Given potential concerns among health workers regarding safety of interventions during pregnancy, providing access to credible resources on the risks, benefits and potential side-effects of the product being trialled, and elaborating on the trial rationale, potential benefits, and where the trial fits into existing evidence can help address fear and uncertainty regarding intervention safety (BCW intervention type: education, training).

At the health systems-level, strategies include creating a research-friendly environment within health facilities. In addition to promoting buy-in from hospital leadership, this would include infrastructural enhancements such as creating research spaces within health facilities (e.g., offices, meeting rooms, labs, data storage, research information systems), and hiring and training research support staff (e.g., research midwives), among other aspects.
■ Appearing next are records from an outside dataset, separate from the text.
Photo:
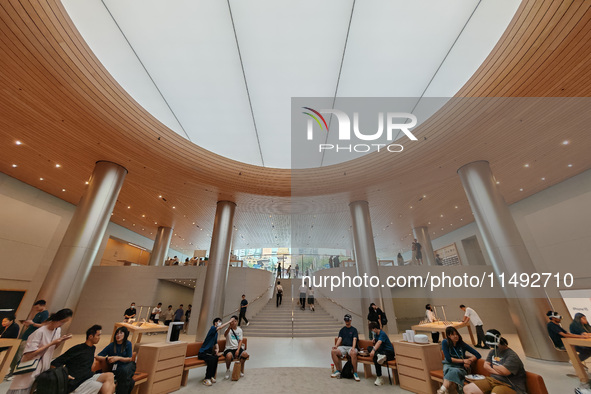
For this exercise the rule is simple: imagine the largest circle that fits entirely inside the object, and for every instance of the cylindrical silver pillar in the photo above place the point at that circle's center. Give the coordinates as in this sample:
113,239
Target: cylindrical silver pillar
161,244
508,255
73,261
422,236
214,289
365,254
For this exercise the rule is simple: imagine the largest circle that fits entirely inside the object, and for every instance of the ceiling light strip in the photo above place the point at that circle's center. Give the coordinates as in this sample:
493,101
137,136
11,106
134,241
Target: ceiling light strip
256,131
338,78
146,70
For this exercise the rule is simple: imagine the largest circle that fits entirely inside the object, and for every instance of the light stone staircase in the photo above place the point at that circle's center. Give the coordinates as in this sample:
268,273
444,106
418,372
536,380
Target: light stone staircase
277,322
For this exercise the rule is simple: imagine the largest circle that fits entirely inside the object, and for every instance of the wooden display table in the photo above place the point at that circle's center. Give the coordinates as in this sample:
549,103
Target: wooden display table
415,362
441,326
137,329
569,345
163,362
12,345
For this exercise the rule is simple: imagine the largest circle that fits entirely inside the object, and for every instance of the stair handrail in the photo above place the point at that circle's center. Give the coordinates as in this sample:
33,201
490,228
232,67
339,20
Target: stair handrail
341,306
250,302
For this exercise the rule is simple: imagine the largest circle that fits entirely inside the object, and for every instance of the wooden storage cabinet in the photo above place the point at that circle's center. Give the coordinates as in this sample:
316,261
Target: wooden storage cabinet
415,361
164,364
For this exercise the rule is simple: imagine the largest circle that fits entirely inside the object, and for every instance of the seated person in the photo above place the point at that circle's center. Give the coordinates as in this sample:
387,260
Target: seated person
119,354
580,326
346,345
507,375
456,363
556,331
9,329
382,350
234,348
78,359
209,352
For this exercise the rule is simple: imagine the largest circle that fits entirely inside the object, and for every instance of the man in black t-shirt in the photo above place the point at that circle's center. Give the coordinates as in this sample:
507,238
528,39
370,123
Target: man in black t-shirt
346,346
242,314
129,313
79,359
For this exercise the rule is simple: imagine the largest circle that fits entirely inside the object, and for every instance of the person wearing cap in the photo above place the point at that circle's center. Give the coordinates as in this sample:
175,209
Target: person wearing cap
470,315
382,350
556,332
507,374
346,345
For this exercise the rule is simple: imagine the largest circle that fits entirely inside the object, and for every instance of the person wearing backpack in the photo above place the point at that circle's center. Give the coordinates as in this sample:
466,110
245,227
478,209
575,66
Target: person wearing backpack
40,346
346,345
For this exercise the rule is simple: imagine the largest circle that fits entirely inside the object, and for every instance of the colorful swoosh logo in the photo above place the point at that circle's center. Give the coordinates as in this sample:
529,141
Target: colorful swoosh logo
315,118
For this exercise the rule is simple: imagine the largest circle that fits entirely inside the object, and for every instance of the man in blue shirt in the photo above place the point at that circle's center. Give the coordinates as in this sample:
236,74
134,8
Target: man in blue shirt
346,345
382,350
207,351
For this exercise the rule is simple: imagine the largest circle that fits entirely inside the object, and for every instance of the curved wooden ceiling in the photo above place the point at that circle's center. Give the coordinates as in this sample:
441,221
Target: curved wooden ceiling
526,98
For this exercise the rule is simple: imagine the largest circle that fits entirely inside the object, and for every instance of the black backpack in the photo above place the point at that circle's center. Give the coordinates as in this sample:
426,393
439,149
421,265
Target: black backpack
52,381
347,372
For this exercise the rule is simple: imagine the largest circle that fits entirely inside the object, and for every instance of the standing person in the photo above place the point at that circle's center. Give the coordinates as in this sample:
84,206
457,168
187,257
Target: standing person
41,345
505,367
375,315
234,348
243,306
156,313
119,354
129,313
303,289
179,313
431,319
78,359
187,317
456,364
279,289
382,351
207,351
470,315
31,326
311,298
418,252
168,315
346,345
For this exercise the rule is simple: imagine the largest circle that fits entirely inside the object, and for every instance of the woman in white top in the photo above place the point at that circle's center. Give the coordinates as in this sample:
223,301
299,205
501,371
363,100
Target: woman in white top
41,345
431,318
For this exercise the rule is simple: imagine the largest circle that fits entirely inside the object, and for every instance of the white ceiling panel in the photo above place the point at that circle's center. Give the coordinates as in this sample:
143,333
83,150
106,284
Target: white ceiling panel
289,49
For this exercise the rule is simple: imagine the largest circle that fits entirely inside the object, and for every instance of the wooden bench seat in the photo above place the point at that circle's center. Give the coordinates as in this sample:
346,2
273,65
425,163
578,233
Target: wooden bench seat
368,361
535,383
192,361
Strategies to promote alignment between study investigators and ethics committee members include: educating ethics committee members about the health consequences of excluding pregnant women from research, and useful approaches for monitoring and managing risks associated with trial inclusion (BCW intervention type: education); developing a shared institutional commitment to inclusion of pregnant women research as the standard, and developing a common understanding of regulatory guidelines and associated documentation such as standard operating procedures, worksheets, and checklists to facilitate consistency in guideline application by institutional ethics committees and researchers.
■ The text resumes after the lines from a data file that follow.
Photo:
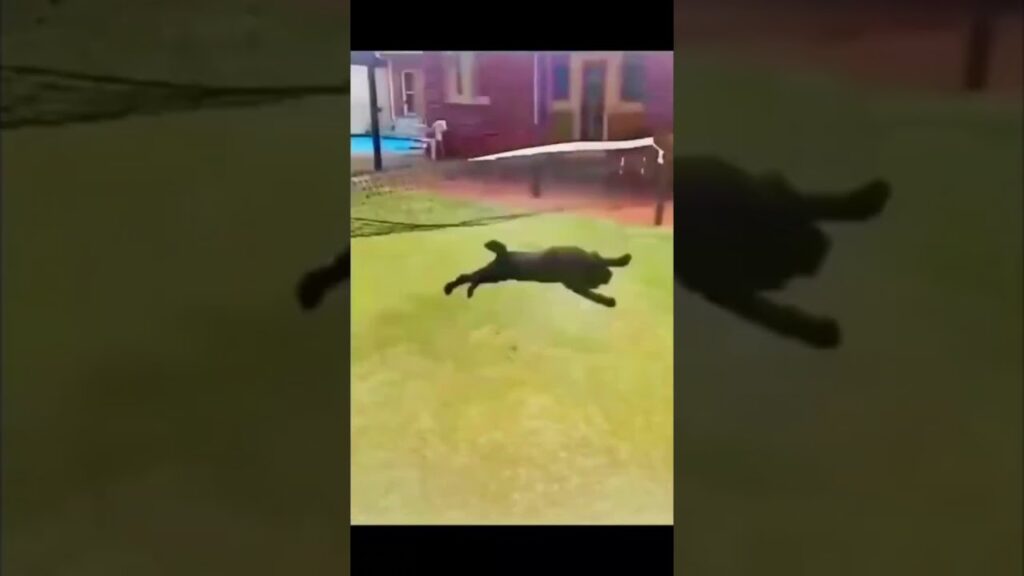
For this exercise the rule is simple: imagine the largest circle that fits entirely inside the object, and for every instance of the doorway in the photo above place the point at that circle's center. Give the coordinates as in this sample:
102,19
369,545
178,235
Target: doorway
592,103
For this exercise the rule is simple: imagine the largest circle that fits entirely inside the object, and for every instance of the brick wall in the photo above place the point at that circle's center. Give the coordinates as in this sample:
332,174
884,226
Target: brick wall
507,123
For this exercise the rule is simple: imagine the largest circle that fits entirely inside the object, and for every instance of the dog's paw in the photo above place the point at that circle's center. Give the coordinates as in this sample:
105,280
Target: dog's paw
826,335
872,197
308,292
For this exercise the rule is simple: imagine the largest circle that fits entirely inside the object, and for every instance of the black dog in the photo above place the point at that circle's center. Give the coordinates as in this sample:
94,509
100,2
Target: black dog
573,268
315,283
738,235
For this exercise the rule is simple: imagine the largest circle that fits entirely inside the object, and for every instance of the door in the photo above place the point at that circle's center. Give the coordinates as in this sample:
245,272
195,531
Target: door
592,103
410,106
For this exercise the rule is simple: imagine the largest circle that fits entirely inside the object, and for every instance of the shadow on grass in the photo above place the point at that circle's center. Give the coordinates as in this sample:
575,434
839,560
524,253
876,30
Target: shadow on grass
39,96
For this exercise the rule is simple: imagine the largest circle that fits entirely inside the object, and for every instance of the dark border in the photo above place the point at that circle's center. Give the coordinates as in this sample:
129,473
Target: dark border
518,549
512,26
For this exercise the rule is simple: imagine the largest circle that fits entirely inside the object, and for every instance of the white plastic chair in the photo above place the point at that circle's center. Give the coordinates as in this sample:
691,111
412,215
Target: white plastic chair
437,138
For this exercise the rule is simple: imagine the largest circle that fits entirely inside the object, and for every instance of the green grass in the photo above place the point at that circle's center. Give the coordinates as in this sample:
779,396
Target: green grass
525,404
166,409
901,452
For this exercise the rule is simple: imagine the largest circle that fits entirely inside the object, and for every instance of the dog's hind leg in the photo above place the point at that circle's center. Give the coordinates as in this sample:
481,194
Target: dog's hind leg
592,295
859,204
783,320
485,275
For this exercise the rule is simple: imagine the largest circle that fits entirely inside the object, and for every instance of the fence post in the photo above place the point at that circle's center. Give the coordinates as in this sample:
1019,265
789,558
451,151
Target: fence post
536,174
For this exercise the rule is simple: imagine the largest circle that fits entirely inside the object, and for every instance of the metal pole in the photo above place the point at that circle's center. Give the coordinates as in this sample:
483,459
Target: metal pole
536,172
375,126
978,54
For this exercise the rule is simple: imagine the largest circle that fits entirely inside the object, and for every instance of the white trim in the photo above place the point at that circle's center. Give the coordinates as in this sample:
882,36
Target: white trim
537,108
588,146
390,89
This review provides a comprehensive overview of the range of factors affecting the participation of pregnant and lactating women in clinical trials across the research ecosystem. At the upstream levels, we identified barriers arising from limited interest of funders to invest in clinical trials with pregnant and lactating women, and reluctance of ethics committees to approve protocols due to potential for risks, particularly to fetal health. Factors at the interface between health systems and communities included developing trusting and reciprocal relationships among community members, research staff, and healthcare workers, and taking a woman-centred approach to recruitment. For women, determining the risk-benefit ratio of participation, trust (or lack thereof) in medicine and research, the potential to access high-quality care through trial participation, and altruistic motivations were key factors. Incorporating a gender lens to the data, we found that participation was impacted by gender relations of power sustained by gender norms, gender role expectations of women as mothers and caregivers, and mixed opinions regarding bodily and decisional autonomy during pregnancy.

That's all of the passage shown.